Олег позвонил мне в тот же день, как на прилавках Бруклина появилось «Слово» с моим объявлением. Сказал:
— Завтра. В шесть часов утра. Вест-восьмая в Бруклине. Сквер возле сабвея, напротив дома 2825. Возьми с собой телефон.
Я, конечно, слабо разумею во всяких шпионских хитростях, но место и время встречи Олег наверняка выбрал с известным умыслом: в ранний утренний час этот район, застроенный высоченными серыми и красными коробками жилых зданий, был вымерши безлюден и оглушительно пуст.
Ни единого прохожего, ни машины… Широкие газоны, пустая улица с двухсторонним движением, заканчивающаяся тупиком у набережной, серые жалюзи закусочных и барахолок.
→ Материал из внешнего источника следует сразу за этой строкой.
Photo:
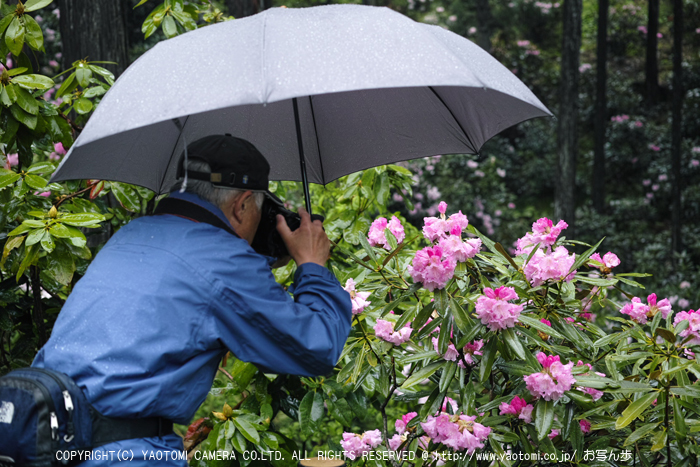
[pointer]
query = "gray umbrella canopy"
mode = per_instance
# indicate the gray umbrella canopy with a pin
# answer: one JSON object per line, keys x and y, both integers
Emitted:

И тротуары, вдоль которых плотно, бампер в бампер, выстроились автомобили жильцов многоэтажек — к вечеру найти здесь место для парковки было невозможно.
Я, неторопливо пробежавшись по пустынной холодной набережной, присел на одну из скамеек в скверике и, приглядываясь к сонной, еле высвеченной тускленьким рассветом улице, погрузился в ожидание предстоящей встречи с беглым зеком, а ныне — таинственным представителем некой организации, состоящей, вероятно, из пионеров-ленинцев старого, выдержанного розлива.
Телефон в кармане куртки требовательно проверещал, вызывая меня на связь.
— Ступай, не суетясь, на набережную, — услышался голос Олега.
Я поднялся со скамьи и побрел в сторону стылого январского океана, катящего волны на смерзшийся грязноватый песок пляжей, усеянный стаями жирных, раскормленных чаек размером с гусей. У опорных свай набережной сновали в поисках корма черными юркими тенями крысы.
Вот и Америка… Предрассветная, будничная. Без всяких чудес.
Олег, одетый в короткую дубленку и кепочку, стоял у железных поручней, корабельными леерами опоясывающими прибрежный дощатый настил. Молча протянул мне руку.
Мы двинулись к чернеющим неподалеку пирсам, где копошились фигурки ранних утренних рыбаков. По дороге я доложил обо всех своих американских достижениях, заключавшихся в разрешении проблемы с жильем и состоявшемся визите к адвокату.
Олег, выслушивая меня, безучастно кивал, насвистывая себе под нос невнятную мелодию некоего марша.
— Ну, — внезапно поднял на меня пронизывающий взор, — не расхотелось еще поработать со мной вместе?
— Давай попробуем, — невозмутимо ответил я.
— А по России — как, скучаешь?
— На днях тут… просто-таки, припекло, — признался я.
— Ничего, — откликнулся он. — Мы еще вернемся туда, Толик… Уважаемыми людьми, поверь. Дайте срок…
— Российский суд пойдет навстречу такому пожеланию, — сказал я. — Даже не сомневайся.
— Будет другой суд, — уверенно заявил Олег. — Над теми, кто развалил страну. И грабит ее сейчас. И мне такой суд не страшен. Более того, живу его ожиданием.
Мы прошли на пирс, где свистал ветер, несший мелкую ледяную крупу, секшую лицо. Рыбачки кидали в бултыхающуюся под сваями зелено-черную воду сетки с сырым куриным мясом, приманивая крабов. Кое-кто вытягивал из пучины осклизлых грязно-коричневых камбал.
Толстячок с багровым от морозца лицом, стоя у края помоста и выгнувшись спиной назад, пыхтя от натуги, писал в океан, виртуозно используя редкие паузы между порывами ветра.